If I am unaware of an interface, I don't know to avoid the names used in that interface, and I don't know to abide by the invariants assumed in that interface. That seems like it will bite people who've done nothing wrong. If I am providing a library, I can't possibly be aware of every interface anyone might define in code that uses it. I've no clue how frequently this will occur, in practice.

That's not a problem with Go's module system. If someone is using your library, and wants to use your interface in a particular package, that's fine. If they want to use another library, with another interface of the same name in another package, that's also fine.

If they want to use both libraries in the same client package, they'll have to locally rename one or both of the imports.

It's entirely possible that I just don't know enough about go's interfaces. Wasn't it explicitly stated up-thread that you don't need to name the interfaces you support?
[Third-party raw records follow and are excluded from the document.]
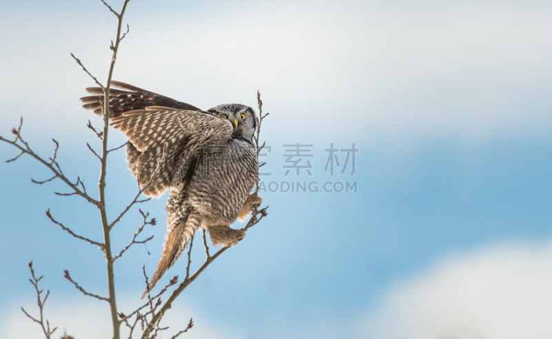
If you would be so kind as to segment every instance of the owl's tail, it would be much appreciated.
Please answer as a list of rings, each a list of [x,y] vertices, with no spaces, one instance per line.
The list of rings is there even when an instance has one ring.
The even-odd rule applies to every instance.
[[[178,258],[184,251],[188,246],[188,243],[198,228],[199,228],[199,219],[193,215],[188,216],[179,225],[171,228],[167,237],[167,241],[165,243],[165,248],[163,249],[163,255],[161,256],[157,268],[151,277],[149,285],[140,300],[144,299],[144,297],[153,289],[153,287],[155,286],[155,284],[161,279],[165,272],[175,265],[175,263],[177,262]]]

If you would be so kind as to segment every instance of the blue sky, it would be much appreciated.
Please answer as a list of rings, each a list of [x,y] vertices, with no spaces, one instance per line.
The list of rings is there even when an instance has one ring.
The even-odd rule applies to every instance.
[[[113,6],[119,6],[113,3]],[[99,164],[78,99],[106,78],[115,18],[98,1],[21,1],[0,13],[0,133],[23,135],[90,191]],[[356,192],[266,192],[269,216],[213,264],[172,309],[190,338],[520,338],[549,333],[552,301],[549,17],[542,1],[133,0],[115,79],[202,107],[255,107],[270,181],[356,182]],[[6,79],[8,79],[6,81]],[[124,136],[110,134],[114,146]],[[285,175],[283,145],[313,145],[312,176]],[[325,172],[330,143],[355,143],[354,175]],[[0,145],[0,154],[17,153]],[[344,154],[341,154],[343,156]],[[342,161],[344,158],[341,158]],[[101,238],[99,216],[32,159],[0,165],[0,336],[36,338],[26,263],[46,274],[51,322],[110,338],[101,252],[51,224]],[[108,169],[108,214],[136,191],[123,151]],[[119,308],[141,294],[162,249],[166,196],[141,206],[155,238],[115,266]],[[124,246],[137,211],[114,232]],[[236,225],[236,227],[239,227]],[[196,267],[203,260],[197,246]],[[183,276],[179,262],[166,278]],[[543,316],[544,315],[544,316]],[[184,320],[183,320],[184,319]]]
If that's the case, I don't see how you get around the possibility of a type seeming to support (because of what's defined for it) an interface that it doesn't (because those functions actually do other things - obviously or subtly).
Here's a (very contrived) example of what I think you mean.

Here's a container interface. It has a sort() method, which sorts the elements of the container.

Here's a different container interface. It's got a method that tells you what kind of concrete container you have, so you can understand how expensive actions like insert and sort are going to be. But the author was from England, and so called that method "sort".

You can see how that's going to (fail to) work out when you define a "sortable" interface...

OK, now I understand. It may be possible to muck things up if you've got two different types (from different packages) that have the exact same signatures for all the functions defined in the interfaces.

It doesn't seem like a high probability that this would happen on accident, though it might be possible to contrive an example.

I'll have to think about that.

Structural types, as opposed to nominal types?
Basically. But Go obviously also have nominal types.